Moving onto the “Co”, is key to becoming General Counsel(lor) to the business and a great "commercial in-house lawyer". There is no set formula to finding the right balance - and it will vary constantly depending on what the business is doing – however by consistently following the approach set out above, you will reach the right balance, and it can be very satisfying when you do!

Bruce Macmillan - General Counsel at Irwin Mitchell


Balancing legal advice and commercial advice is something that lawyers grapple with on a day-to-day basis. Many come to this late in the day after excelling in their careers as experts, by focusing on key legal risks, issues and opportunities. Lawyers are trained to do this. 

Whilst it is true an in-house lawyer's role is to give legal advice, you will be limiting yourself if this is all you do. You will also have well-informed views on other matters, so why keep them to yourself?

Many lawyers come back to a human centred way of thinking as they progress in their careers. Indeed, this sort of development is expected from all senior people in the business. What has worked well in early stages of a career doesn’t always get lawyers to the next stage. Lawyers still need to attend to the detail of legal risks and issues, but to get to the next stage, they often need to wear many hats and to think about the 'bigger picture'. 

The role of an in-house lawyer is increasingly about managing legal risk and advising how the law impacts the business, as well as the 'black letter' law. To give high impact legal advice in-house, you will need a high degree of understanding of how the business operates in practice and to match this with your legal expertise. 

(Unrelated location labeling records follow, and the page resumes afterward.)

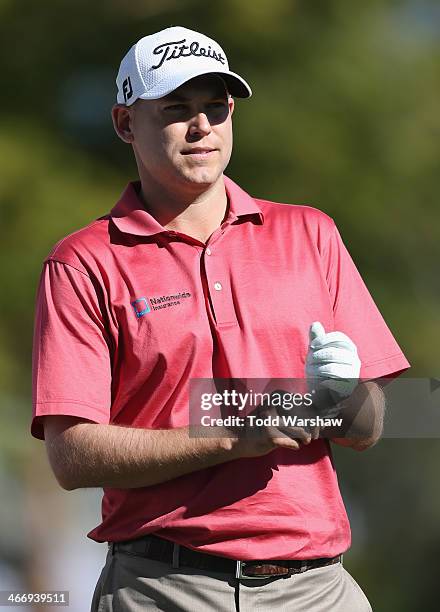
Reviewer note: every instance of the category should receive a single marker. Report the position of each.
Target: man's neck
(197, 214)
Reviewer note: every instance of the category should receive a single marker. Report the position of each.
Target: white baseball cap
(158, 64)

I find a rhetorical question of 'so why should I care?' or 'so what?' helps. This can help you to keep in proportion the legal risks that you are advising on. Whilst a legal risk may have a high impact if it occurs, how likely that risk will actually occur? If the risk is not likely to occur or certain things need to happen for that risk to occur which can be managed, this is a key part of the picture and needs to be included to ensure that your advice has the highest impact. 

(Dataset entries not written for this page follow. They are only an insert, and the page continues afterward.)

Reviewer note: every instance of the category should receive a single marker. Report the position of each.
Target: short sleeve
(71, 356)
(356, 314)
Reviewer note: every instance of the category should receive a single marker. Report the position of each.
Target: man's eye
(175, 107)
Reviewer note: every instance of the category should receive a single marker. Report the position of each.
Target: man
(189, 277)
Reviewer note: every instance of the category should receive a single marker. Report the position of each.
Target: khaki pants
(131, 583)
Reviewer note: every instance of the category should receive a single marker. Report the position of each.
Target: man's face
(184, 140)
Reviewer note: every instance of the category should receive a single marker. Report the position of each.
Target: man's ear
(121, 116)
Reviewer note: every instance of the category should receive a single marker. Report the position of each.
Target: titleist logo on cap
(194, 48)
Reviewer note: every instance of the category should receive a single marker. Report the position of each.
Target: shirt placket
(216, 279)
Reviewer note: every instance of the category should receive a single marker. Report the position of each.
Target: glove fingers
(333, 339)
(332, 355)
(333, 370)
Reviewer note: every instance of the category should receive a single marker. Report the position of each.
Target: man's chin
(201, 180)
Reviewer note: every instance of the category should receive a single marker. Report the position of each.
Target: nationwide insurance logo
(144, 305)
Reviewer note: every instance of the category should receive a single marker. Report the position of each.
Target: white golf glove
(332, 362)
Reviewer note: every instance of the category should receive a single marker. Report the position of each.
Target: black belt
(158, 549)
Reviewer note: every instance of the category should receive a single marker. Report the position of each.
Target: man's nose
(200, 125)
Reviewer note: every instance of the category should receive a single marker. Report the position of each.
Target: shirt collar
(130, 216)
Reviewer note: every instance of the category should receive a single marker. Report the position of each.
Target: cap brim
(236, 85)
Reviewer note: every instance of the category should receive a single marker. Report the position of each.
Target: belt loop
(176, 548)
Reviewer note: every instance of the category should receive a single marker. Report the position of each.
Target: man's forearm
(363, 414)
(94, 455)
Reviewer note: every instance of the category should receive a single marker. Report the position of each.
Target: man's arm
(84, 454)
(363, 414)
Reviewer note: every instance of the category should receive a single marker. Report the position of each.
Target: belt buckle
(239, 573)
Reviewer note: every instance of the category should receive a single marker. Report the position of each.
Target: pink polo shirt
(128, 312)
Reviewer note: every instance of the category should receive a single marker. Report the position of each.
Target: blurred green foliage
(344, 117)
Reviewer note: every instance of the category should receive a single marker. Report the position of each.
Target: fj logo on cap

If you have had the benefit of attending board meetings, you are likely to see other attendees expressing views on matters outside of their department. In my experience, board members value and expect this from their legal counsel too. This can be a key way of ensuring that legal advice is listened to as its value is clearly understood in relation to the wider organisational picture.  

Solicitors are professionally regulated and have a duty to the court as well as to their employer, so there are always going to be matters that you will need to handle differently to your colleagues in other areas. However, where matters outside of legal risks and issues arise, it can be helpful to think about how you can help to progress those discussions to give more rounded advice. 

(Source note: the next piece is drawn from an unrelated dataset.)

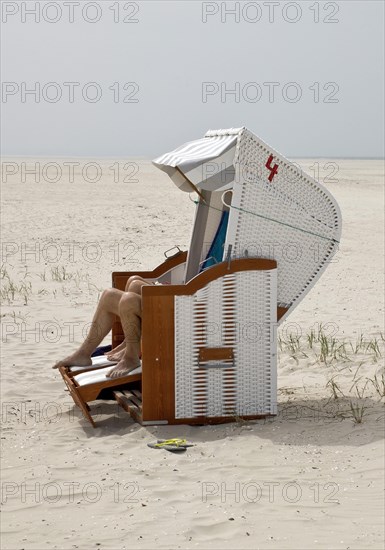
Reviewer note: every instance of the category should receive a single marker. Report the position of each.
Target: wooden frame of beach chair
(230, 275)
(164, 389)
(83, 394)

You’ll have developed numerous transferable skills as an in-house lawyer. You will be used to thinking about opposing sides of an argument and listening effectively to another person's point of view. Lawyers are trained to identify salient points, consider weaknesses in their position and how the other side may respond, to bring matters to a conclusion.

Commercial considerations will often affect the legal advice as explained above but even where it does not, one way that I have seen work well in the past is sign posting when you are giving legal advice and when you are not. If you do this, it can help you to draw on your valued judgment to give more rounded advice as a trusted advisor. In-house counsel are often well placed to give rounded advice that does not exclude commercial considerations for high impact.  

Jonathan Friend - Senior Lawyer, Information Rights, BBC


While I think you should always look at being commercial (and not unduly legally pedantic), the important principle is to do the right thing.  You have a duty to your regulator and there are likely to be some forthcoming issues in the legal profession where lawyers may not have always acted as they should.  So be practical but principled.